The people re-elected a House whose Republican majority had all signed a written pledge to their boss Grover Norquist not to raise any taxes on anyone for any reason whatsoever.
Both liberals and conservatives had advocated waiting on major legislation until this election was over, in hopes that the other side would be swept out of power and the winners would not have to compromise.
Well, the other side wasn't. [side note: if the rest of the world had had a say, the Republicans would have been swept out of office at every level; Democrats and Republicans draw very different conclusions from this factoid, however]

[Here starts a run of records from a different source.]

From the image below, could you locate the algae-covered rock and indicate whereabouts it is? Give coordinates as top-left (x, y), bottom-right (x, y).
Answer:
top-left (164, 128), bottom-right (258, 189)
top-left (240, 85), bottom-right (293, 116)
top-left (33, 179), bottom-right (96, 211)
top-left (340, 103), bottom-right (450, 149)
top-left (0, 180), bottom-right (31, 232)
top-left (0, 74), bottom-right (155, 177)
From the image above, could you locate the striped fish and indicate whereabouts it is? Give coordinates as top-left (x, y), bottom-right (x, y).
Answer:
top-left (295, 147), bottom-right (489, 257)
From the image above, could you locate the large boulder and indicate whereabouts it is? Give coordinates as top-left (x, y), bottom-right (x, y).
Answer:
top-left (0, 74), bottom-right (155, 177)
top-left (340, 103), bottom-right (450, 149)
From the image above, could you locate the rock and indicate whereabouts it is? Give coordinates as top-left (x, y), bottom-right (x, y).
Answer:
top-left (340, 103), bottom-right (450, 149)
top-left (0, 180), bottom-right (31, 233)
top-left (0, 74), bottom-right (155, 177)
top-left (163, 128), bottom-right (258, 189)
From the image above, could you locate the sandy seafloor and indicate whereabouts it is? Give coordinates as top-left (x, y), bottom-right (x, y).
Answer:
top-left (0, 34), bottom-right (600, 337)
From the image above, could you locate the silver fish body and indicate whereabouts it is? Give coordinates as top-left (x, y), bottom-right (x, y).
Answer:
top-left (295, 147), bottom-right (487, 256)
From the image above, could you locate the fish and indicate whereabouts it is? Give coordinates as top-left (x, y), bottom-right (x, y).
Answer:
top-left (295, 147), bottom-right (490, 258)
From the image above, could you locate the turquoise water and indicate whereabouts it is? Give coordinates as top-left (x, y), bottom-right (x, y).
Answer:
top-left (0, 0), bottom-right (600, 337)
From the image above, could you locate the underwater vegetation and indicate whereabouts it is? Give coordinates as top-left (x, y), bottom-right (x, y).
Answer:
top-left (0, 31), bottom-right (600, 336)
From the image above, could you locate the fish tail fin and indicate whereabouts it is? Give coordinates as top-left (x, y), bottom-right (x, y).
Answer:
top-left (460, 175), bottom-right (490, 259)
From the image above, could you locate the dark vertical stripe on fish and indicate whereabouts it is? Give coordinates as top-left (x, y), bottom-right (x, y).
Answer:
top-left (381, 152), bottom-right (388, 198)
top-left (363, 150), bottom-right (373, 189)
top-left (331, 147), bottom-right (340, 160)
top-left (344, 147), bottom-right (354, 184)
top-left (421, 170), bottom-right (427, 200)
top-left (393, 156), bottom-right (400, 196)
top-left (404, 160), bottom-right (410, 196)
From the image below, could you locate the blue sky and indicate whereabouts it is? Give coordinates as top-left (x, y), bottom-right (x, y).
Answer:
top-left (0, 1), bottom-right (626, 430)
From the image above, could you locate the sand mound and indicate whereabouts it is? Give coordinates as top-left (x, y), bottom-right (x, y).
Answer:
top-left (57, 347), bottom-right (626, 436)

However, the exit polls showed 60% of the public agreeing with the President about hiking taxes on the rich and only 35% agreeing with the Republican House that serves Grover Norquist.
So the public's voting to preserve the previous balance of power was not a vote for gridlock. No poll said that, though that is what diehard Movement Republicans want. But most people were saying with their votes and in the polls that they wanted Washington to compromise.
Compromise.
That means raising taxes--not just eliminating loopholes. Raising taxes.
But not as much as Democrats want.
And it also means cutting back the social safety net.
But not as much as Republicans want.
And they expect President Re-Elect Obama to drive this compromise--not congressional leaders.
The public holds everyone in Washington responsible for the mess and responsible for cleaning it up.
I'll be happy if I'm unhappy with the result.